C = Catalyst for a Stock’s Movement
Apple designs, manufactures, and markets mobile communication and media devices, personal computers, and portable digital music players, and a variety of related software, services, peripherals, networking solutions, and third-party digital content and applications. The products sold by Apple have seen strong demand worldwide for a multitude of reasons: ease of use, aesthetics, and capabilities of the software to name a few. As an increasing number of countries continue to develop, look for Apple to expand and make a significant presence outside of the United States.
T = Technicals on the Stock Chart are Weak
Most investors are aware of the returns that Apple has generated over the years. The stock made all-time highs last year near $700 per share but has recently tumbled down about 35 percent. The long term uptrend is still in tact, however, the recent pullback may be reasons for concern. Currently, price action is pointing towards consolidation in the near-term.
Evaluating a price trend can be efficiently done with the use of key moving averages. Key simple moving averages can provide insight into the trend and strength of the trend. What are the key moving averages? –the 50-day, 100-day, and 200-day simple moving averages. Apple stock is currently trading below all of its declining key simple moving averages. What practical information can be extracted from this? The moving averages are confirming a near-term downtrend in Apple stock.
One way to gain perspective into investor sentiment is through the use of the options market. More specifically, taking a look at the implied volatility and implied volatility skew levels of Apple options may help determine if investors are bullish, neutral, or bearish. The implied volatility of Apple options is at 28.64 percent today which coincides with a 26th percentile over the last 30 trading days and 20th percentile over the last 90 trading days. What does this mean? This means that investors or traders are buying a small amount of call and put options contracts, as compared to the last 30 and 90 trading days.

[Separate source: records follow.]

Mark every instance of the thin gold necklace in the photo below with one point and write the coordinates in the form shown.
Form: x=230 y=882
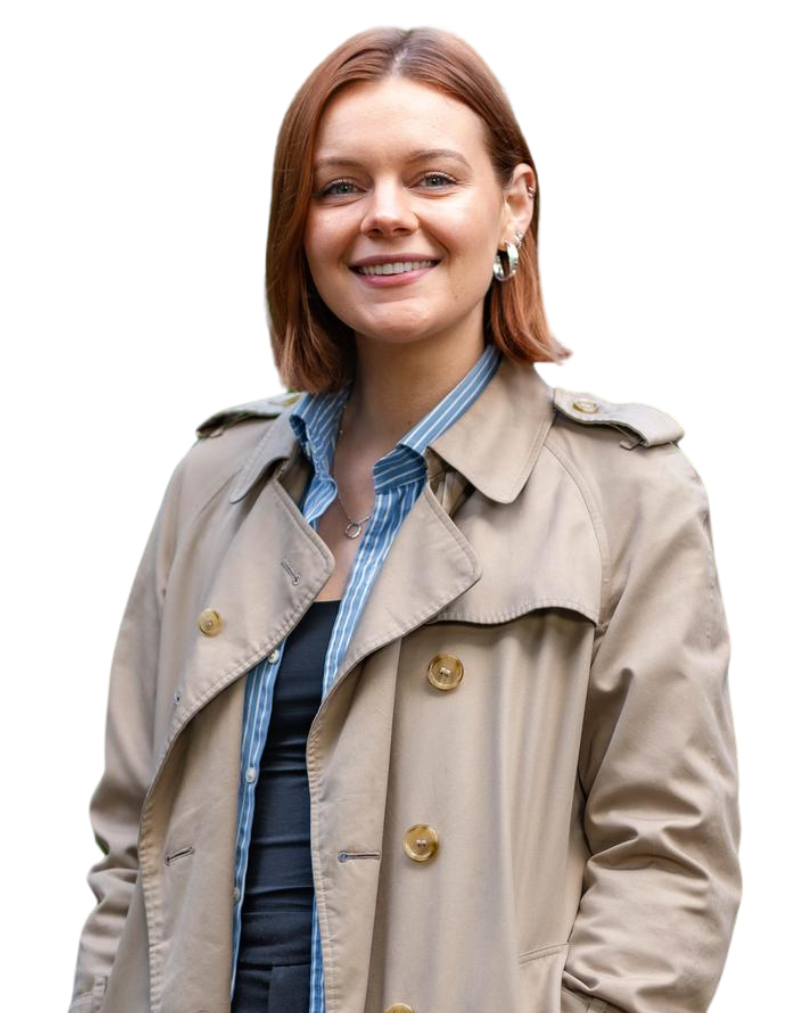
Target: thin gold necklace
x=354 y=528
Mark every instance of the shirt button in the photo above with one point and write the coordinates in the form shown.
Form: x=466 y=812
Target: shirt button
x=446 y=672
x=210 y=621
x=421 y=843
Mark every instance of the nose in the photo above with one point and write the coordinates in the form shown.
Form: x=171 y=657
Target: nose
x=389 y=207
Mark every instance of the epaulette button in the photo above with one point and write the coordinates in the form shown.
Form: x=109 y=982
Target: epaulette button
x=586 y=405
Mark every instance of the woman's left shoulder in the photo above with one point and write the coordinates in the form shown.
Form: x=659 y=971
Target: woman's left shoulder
x=642 y=422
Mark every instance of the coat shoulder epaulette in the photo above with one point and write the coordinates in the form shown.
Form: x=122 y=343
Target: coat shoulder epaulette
x=256 y=407
x=650 y=423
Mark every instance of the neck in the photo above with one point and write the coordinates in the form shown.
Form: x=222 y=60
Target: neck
x=396 y=386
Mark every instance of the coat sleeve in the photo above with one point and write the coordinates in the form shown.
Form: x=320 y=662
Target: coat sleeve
x=113 y=809
x=659 y=765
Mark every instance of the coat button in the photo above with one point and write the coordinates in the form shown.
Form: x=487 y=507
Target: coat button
x=210 y=621
x=586 y=405
x=446 y=672
x=421 y=843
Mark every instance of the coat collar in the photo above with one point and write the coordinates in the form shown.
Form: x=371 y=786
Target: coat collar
x=516 y=407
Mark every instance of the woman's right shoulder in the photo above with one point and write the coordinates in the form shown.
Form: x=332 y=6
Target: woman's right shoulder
x=225 y=441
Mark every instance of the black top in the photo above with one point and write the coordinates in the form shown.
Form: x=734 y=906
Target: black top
x=278 y=876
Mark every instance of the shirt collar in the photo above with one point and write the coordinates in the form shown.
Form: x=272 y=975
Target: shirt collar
x=316 y=417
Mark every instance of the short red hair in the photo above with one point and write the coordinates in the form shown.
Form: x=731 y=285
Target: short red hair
x=311 y=348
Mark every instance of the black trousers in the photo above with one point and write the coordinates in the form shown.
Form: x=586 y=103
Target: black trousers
x=272 y=973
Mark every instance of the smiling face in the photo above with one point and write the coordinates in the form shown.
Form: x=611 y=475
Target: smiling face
x=380 y=200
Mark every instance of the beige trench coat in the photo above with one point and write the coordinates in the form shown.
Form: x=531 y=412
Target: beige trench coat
x=531 y=733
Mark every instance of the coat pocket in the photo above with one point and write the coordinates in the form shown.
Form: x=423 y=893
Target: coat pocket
x=89 y=1002
x=541 y=976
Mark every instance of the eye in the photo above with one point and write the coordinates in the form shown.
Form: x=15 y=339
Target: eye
x=444 y=179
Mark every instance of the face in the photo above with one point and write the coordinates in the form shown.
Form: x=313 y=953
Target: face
x=378 y=201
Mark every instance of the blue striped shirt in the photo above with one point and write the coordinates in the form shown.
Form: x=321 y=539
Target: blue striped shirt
x=398 y=480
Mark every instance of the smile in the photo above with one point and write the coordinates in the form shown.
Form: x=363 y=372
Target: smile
x=393 y=275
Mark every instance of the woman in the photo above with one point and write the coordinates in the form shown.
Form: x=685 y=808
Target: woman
x=420 y=700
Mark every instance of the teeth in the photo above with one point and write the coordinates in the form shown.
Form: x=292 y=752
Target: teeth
x=395 y=268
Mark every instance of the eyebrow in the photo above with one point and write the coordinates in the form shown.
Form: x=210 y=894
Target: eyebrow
x=415 y=156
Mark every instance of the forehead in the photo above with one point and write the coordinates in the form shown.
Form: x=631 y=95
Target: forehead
x=396 y=120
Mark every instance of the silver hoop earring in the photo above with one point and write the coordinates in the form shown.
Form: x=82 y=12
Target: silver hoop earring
x=514 y=260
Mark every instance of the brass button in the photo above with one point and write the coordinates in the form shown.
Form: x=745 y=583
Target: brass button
x=210 y=622
x=421 y=843
x=446 y=672
x=586 y=405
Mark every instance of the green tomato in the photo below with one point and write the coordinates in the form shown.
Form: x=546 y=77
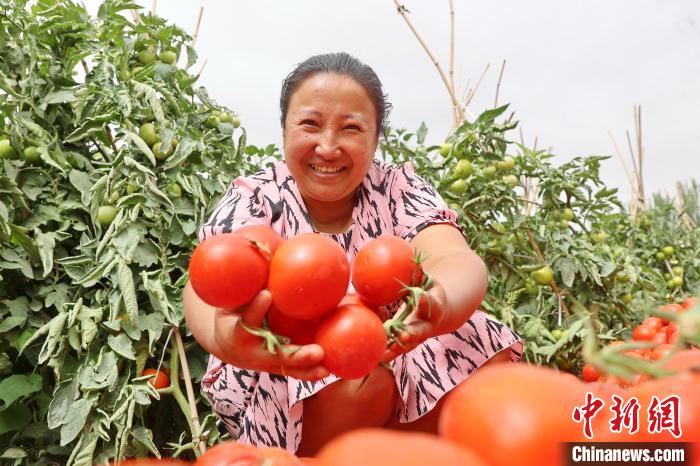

The implied volatility skew of April and May put and call options is at about average. So as of today, there is an average demand from call and put buyers or average supply of call and put sellers, all neutral over the next two months. Investors are buying a minimal amount of call and put option contracts and are leaning neutral over the next two months.
E = Earnings Are Increasing Quarter-Over-Quarter
Earnings and revenue growth expectations are built into most equity valuation models. Generally, a rise in earnings and revenue growth rates is strongly correlated with a rise in the stock price. What do the last four quarterly earnings and revenue growth figures for Apple look like? The last four quarterly earnings growth (Y-O-Y) rates have been: -0.43, 22.66, 19.64, and 92.19 percent while the last four revenue growth (Y-O-Y) rates have all been: 17.65, 27.22, 22.58, and 58.86 percent. Apple’s earnings and revenue growth rates have, for the most part, been strong.
More importantly, how did the markets like these numbers? The last four quarterly earnings announcement reactions help gauge investor sentiment on Apple’s stock. The last four quarters have seen next trading session returns of -12.35, -0.9, -4.31, and 8.87 percent. Clearly, the markets have been expecting stronger growth rates from Apple.
E = Poor Relative Performance Versus Peers and Sector
Sure Apple products are a hot item but how has the stock done relative to its peers and sector? Year-to-date, the stock is returning -17.1 percent while its competitors, Hewlett-Packard (NYSE:HPQ), Google (NASDAQ:GOOG), Research in Motion (NASDAQ:BBRY), and the sector are returning 52.26, 11.97, 30.18, and 1.71 percent respectively. Apple stock has not been as hot as its products year-to-date.
Apple is an established brand that sees very strong worldwide demand for its products. Can the stock recover from its recent slump? Apple stock has been a huge winner over the years but has recently seen a strong decline. Earnings and revenue growth rates have been decent but investors have had higher expectations priced-in. Relative to its peers and sector, the stock has been a weak performer year-to-date. WAIT AND SEE what Apple delivers in this coming quarter.